Meanwhile, the rain had stopped and the sun was peeking through the clouds. We got underway and putted slowly through narrow channels that were clogged with rafts of cut bamboo logs and other obstacles, simply enjoying, at last, the panoply of life on the river banks.
The rain returned and the temperature dropped. Our boat picked up speed as we cleared the town and entered the 600 km chain of lagoons that form the Pangalanes channel. Karel and I pulled on sweaters and rain gear and wrapped ourselves in tarps, but the wet wind was relentless. The sun set, taking away the last warmth and plunging us into murky gloom. Our boat had no lights, but the driver forged on at high speed, relying on his spotter, huddled at the bow, to warn him of obstacles.

This went on for over three hours. In other circumstances—a little food in our tummies, a blanket wrapped around us—this would have been an exhilarating thrill ride. But we’d been up since 3 a.m. We’d had almost no food all day. We’d endured rough water and seasickness, being stuffed into a public bus, pandemonium at the depot, and now, we were shivering with cold as we hurtled endlessly through the darkness.
At last, we spotted the welcoming glow of our lodge. It took a few moments, but they put drinks in our hands and then a steward showed us to our cabin. But when he opened the door, he raised a hand to stop us. “One moment.” He looked inside, then withdrew and pulled the door shut. “I’m so sorry, there appears to be a mistake. This room is occupied.” Back to reception. Waited some more. No problem, they found another space. We were led through the rain and darkness, down steep pathways, to a large cabin. It had four rooms, but only one lightbulb. I just wanted to pull something warm and dry on and get back to the main lodge before the kitchen closed. As my eyes adjusted to the gloom, I started to notice the many, many spider webs that were everywhere, a film of grit over everything, a lack of towels, and a few other signs that the cabin hadn’t been used for a while. No problem. We’d just ask our supposedly 4-star hotel to send housekeeping over with a feather duster and a few lightbulbs while we ate dinner. We were in a jungle wilderness, after all. Spiders live here. The staff weren’t expecting to use this cabin; it simply wasn’t ready for us.

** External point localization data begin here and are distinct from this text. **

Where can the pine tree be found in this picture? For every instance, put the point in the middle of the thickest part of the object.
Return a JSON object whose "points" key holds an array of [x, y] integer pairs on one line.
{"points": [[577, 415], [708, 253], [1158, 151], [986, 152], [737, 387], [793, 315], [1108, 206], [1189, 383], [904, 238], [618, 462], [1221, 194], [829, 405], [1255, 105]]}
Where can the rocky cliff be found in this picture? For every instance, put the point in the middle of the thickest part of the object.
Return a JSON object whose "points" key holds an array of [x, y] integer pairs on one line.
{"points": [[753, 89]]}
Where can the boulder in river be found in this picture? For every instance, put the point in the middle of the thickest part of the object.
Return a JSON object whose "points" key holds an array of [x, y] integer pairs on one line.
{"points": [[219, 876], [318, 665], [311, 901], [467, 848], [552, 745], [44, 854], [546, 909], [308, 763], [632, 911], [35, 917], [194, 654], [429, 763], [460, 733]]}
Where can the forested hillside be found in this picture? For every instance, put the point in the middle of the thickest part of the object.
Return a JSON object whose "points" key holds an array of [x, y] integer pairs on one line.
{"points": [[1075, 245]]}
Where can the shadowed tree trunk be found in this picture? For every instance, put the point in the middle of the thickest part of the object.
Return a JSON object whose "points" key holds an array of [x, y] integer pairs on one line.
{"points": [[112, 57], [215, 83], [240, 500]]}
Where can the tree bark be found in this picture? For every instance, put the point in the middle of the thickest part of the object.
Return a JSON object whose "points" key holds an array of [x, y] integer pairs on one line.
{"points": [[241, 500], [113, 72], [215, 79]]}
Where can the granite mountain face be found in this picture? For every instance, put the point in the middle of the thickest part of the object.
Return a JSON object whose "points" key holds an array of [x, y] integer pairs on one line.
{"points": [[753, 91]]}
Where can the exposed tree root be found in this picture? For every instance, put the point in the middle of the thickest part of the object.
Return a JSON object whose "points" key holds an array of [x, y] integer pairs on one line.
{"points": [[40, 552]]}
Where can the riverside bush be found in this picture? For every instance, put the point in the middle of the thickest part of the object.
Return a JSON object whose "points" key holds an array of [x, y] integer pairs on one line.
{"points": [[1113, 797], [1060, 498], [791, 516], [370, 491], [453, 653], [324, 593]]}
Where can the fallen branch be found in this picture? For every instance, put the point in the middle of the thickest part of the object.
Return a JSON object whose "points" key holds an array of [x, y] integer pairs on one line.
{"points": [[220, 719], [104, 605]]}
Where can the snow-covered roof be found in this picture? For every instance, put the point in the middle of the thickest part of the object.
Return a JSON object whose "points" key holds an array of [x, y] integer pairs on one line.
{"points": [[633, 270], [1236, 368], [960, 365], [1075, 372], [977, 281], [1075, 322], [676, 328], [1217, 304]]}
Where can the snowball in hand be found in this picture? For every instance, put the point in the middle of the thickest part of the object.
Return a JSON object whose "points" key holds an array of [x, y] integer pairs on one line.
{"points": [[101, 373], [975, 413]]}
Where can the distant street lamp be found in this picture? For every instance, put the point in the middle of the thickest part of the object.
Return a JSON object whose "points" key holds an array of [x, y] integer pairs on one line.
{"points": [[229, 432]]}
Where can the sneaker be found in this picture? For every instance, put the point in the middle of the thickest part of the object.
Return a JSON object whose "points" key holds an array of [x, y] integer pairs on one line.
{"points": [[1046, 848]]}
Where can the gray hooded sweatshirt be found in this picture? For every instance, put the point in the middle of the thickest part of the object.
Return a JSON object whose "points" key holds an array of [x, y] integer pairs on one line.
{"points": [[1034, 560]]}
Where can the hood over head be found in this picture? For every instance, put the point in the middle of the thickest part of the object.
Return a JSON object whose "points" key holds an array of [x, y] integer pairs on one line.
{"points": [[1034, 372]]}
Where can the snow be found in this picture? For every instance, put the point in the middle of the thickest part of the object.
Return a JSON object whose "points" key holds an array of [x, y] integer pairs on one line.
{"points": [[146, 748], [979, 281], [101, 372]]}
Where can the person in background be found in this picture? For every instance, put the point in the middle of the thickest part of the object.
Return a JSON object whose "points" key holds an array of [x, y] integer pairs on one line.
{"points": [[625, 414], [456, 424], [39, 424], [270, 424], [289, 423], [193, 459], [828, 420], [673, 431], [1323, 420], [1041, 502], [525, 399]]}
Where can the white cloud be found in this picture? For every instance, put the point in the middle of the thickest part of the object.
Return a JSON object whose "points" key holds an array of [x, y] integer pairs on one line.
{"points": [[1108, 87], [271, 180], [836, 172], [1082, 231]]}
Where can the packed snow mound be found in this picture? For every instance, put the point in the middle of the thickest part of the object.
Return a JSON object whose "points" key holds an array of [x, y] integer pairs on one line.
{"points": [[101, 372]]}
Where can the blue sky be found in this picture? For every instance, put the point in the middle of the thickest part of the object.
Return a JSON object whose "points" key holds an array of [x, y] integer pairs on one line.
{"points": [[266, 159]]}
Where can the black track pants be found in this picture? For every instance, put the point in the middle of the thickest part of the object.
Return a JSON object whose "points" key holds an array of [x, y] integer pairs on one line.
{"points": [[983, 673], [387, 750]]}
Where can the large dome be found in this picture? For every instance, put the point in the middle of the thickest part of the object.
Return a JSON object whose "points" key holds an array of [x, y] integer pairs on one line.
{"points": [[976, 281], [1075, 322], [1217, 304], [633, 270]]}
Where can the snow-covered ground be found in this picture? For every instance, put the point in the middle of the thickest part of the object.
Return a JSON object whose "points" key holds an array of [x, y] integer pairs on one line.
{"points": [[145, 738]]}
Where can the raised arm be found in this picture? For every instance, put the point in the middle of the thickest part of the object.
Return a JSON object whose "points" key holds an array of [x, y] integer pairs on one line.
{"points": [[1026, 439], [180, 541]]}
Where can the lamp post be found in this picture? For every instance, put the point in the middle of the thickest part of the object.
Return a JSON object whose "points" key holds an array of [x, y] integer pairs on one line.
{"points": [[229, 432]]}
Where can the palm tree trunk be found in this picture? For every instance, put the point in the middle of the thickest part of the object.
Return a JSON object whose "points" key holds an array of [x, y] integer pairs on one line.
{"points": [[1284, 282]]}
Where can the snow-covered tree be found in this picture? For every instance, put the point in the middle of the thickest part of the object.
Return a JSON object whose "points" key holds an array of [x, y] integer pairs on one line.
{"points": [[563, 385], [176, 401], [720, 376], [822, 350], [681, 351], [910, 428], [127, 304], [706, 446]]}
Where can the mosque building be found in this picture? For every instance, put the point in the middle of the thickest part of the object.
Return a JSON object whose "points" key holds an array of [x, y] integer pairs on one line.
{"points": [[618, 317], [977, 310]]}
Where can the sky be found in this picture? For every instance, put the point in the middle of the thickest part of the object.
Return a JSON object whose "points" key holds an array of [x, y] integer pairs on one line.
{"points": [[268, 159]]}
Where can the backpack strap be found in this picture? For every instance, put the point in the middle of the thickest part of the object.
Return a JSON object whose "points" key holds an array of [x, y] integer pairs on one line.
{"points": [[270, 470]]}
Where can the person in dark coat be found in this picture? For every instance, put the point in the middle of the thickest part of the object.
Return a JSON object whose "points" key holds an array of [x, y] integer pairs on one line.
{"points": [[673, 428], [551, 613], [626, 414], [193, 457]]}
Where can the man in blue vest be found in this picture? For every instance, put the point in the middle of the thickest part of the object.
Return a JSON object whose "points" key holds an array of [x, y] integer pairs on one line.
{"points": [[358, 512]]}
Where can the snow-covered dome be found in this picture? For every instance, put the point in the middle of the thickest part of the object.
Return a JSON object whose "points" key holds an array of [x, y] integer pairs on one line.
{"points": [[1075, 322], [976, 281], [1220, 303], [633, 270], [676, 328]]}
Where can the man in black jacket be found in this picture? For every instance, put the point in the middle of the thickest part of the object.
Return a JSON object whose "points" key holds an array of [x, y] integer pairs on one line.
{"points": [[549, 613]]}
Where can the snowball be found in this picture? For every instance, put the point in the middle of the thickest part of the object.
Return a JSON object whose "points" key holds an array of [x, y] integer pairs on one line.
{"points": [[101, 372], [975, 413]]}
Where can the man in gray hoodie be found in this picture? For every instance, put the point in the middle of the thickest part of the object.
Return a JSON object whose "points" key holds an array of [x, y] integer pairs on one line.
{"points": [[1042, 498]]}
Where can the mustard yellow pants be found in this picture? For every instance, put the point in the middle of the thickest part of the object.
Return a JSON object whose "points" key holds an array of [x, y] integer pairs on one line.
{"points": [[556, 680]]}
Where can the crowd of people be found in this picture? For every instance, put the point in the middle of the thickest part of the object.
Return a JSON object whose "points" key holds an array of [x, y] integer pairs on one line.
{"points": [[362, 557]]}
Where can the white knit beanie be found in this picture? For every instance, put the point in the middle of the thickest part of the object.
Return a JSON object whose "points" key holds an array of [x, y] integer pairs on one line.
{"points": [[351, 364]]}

We climbed wearily back up the hill and informed management of the minor issues. Then we staggered to the dining room and ordered food. By this time, I was shaking with exhaustion and hunger. Just then, the hot cocoa arrived. I let the warm liquid chase away the chill in my bones. The ordeal was over. I could relax and eat and in 60 minutes or so, sleep. The adrenaline that had been keeping me going fled my bloodstream. I was crashing, big-time.
I wasn’t prepared, then, when the concierge appeared at our table with brusque instructions that we needed to move to yet another cabin. I burst into tears. I had already partly unpacked my bags, so now I’d have to repack, haul them back up the mountainside to God knew where in the dark and the rain, then unpack it all again because it was now damp and would be getting moldy within 24 hours—it all seemed impossible to deal with, and the sleep I needed so desperately was retreating further and further into the blackness of the future.
Somehow, I made it through the next couple of hours, although I remember very little. I think my system shutdown was unstoppable at that point, and I simply turned everything over to the hotel staff and just did whatever they told me to do. I woke up the next morning and everything was fine. The sun was shining, I was rested, and there were lemurs everywhere!